Embed This Data
- GDP (PPP):
- $65.0 billion
- 3.6% growth
- -0.5% 5-year compound annual growth
- $21,615 per capita
- Inflation (CPI):
- FDI Inflow:
Lithuania’s economic freedom score is 73.0, making its economy the 21st freest in the 2014 Index. Its overall score has risen by 0.9 point, with notable improvements in business freedom and the management of public finance outweighing a deterioration in labor freedom. Lithuania is ranked 11th out of 43 countries in the Europe region, and its overall score is well above the world and regional averages.
Lithuania’s economic freedom score has advanced by 20 points over the 19 years it has been graded in the Index. Score improvements have occurred particularly in the areas of market openness, regulatory efficiency, and the rule of law. Effective implementation of critical reforms has facilitated the emergence of a vibrant private sector. Overall regulatory efficiency is further enhanced by open-market policies that support increased trade and investment flows. Once considered “repressed,” Lithuania’s economy has risen to the status of “mostly free,” achieving its highest economic freedom score ever in the 2014 Index.
Despite the challenging economic situation, Lithuania has demonstrated a commitment to restoring the soundness of public finance and the credibility of its policies. Bringing down government spending through deficit-cutting efforts has helped to sustain the momentum for economic recovery.
Lithuania, largest of the Baltic States, regained its independence from the Soviet Union in 1991. It joined the European Union and NATO in 2004. Former Finance Minister Dalia Grybauskaite won the presidential elections by a landslide in July 2009. Under her leadership, the country has worked on a more transparent system of parliamentary elections, judicial reforms, and energy and financial security. Lithuania and Poland are exploring the possibility of gas interconnectors between the two countries to lessen dependence on Russian gas. There has been growth in the construction, financial services, and retail sectors.

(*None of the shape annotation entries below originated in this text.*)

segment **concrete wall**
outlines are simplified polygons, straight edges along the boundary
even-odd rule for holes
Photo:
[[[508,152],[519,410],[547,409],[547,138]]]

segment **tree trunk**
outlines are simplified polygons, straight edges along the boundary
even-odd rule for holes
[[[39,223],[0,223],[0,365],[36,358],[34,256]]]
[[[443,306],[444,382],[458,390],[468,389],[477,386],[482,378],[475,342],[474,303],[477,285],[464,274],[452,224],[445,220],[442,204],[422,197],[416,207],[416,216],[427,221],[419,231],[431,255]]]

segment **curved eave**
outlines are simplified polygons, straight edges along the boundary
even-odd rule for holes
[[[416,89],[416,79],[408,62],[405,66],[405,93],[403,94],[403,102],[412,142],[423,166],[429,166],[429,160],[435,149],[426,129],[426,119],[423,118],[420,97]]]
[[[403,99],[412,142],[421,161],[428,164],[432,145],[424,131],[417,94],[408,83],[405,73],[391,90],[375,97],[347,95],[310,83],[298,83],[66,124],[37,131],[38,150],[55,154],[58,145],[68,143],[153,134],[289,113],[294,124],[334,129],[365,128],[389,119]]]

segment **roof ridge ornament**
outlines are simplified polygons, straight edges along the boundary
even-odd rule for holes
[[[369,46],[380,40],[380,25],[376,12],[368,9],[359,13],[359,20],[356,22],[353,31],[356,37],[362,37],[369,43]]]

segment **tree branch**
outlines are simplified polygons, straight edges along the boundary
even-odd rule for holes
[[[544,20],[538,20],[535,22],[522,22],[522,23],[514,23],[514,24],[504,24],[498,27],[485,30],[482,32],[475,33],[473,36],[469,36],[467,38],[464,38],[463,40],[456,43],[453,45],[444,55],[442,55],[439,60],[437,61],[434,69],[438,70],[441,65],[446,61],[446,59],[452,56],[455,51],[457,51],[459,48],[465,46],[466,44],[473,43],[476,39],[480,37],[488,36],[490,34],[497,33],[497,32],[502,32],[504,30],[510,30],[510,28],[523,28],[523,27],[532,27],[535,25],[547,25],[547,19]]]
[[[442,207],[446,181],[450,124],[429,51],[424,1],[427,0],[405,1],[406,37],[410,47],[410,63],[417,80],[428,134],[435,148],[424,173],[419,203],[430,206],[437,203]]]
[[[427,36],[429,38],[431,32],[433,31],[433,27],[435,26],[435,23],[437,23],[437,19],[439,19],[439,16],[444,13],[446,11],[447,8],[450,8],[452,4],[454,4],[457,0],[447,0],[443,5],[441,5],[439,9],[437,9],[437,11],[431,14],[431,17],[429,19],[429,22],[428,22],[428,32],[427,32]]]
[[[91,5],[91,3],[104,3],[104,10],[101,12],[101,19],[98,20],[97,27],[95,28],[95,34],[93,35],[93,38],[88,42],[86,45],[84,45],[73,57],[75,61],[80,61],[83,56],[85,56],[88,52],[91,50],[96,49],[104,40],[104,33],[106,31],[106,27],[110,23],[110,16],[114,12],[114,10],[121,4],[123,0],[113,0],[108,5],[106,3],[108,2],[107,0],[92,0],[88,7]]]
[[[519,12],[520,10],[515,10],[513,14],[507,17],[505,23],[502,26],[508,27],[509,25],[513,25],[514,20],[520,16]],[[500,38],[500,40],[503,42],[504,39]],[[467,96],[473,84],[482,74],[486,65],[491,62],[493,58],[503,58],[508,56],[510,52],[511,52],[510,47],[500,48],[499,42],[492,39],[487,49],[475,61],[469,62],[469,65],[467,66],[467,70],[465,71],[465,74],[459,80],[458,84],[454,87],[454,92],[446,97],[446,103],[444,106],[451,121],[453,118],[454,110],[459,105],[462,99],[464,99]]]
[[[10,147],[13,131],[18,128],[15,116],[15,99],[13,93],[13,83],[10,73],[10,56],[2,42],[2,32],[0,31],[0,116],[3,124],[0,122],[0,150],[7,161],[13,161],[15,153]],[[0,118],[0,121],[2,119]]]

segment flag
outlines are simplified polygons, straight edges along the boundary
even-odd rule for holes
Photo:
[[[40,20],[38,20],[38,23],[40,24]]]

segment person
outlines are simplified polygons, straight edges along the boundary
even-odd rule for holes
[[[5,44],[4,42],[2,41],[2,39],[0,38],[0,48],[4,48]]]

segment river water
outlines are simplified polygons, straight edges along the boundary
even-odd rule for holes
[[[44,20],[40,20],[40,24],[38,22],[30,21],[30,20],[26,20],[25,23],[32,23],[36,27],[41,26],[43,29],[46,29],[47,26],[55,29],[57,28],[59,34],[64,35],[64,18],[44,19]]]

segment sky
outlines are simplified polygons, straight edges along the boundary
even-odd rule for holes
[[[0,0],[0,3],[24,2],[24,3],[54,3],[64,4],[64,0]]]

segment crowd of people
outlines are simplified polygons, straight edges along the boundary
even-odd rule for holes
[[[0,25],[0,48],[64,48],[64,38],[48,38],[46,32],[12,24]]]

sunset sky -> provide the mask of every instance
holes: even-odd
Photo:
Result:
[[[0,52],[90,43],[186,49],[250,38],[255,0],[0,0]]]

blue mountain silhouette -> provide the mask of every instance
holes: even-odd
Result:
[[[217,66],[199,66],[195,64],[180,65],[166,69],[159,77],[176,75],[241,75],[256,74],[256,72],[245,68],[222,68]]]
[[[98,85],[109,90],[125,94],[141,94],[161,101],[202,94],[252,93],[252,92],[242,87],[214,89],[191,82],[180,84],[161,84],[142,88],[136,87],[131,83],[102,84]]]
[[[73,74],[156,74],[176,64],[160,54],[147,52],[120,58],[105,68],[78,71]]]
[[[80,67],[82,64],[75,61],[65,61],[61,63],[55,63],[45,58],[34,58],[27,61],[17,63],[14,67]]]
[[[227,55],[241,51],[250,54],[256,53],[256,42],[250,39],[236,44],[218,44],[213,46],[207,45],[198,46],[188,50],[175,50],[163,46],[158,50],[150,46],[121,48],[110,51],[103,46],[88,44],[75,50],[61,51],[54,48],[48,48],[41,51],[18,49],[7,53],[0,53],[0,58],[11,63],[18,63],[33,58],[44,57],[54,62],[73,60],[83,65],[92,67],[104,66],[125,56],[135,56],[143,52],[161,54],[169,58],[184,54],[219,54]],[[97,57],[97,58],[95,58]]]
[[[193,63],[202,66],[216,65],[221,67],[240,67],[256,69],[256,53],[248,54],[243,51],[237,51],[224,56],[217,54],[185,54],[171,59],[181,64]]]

Corruption remains a problem, although many officials suspected of abusing their power have been prosecuted. Regulation of commerce by more than 50 government institutions creates many opportunities for corruption. The constitution guarantees judicial independence, which is respected in practice and has been strengthened by EU membership, but an inefficient legal framework inhibits effective contract enforcement.
Lithuania’s top individual income and corporate tax rates are 15 percent. Small companies are subject to a 5 percent rate. Other taxes include an inheritance tax and a value-added tax (VAT). The overall tax burden is 16 percent of gross domestic income. Government spending equals 38 percent of GDP, and public debt equates to 40 percent of the economy. The government was recently released from the EU’s excessive deficit procedure.
The business start-up process has become more straightforward, and no minimum capital is required. Fees related to completing licensing requirements have been reduced considerably. Despite some reform, the labor market remains relatively rigid. Realization of Lithuania’s goal of joining the euro area will require additional fiscal discipline to reduce the public debt ratio, in part by reducing state subsidies.
EU members have a low 1.1 percent average tariff rate and, in general, few non-tariff barriers to trade. The government does not generally allow foreign investors to buy agricultural land. The last state-owned bank was privatized almost a decade ago, and most commercial banks are foreign-owned. Offering a wide range of financial services, the financial sector remains competitive and stable. Capital markets are small but function well.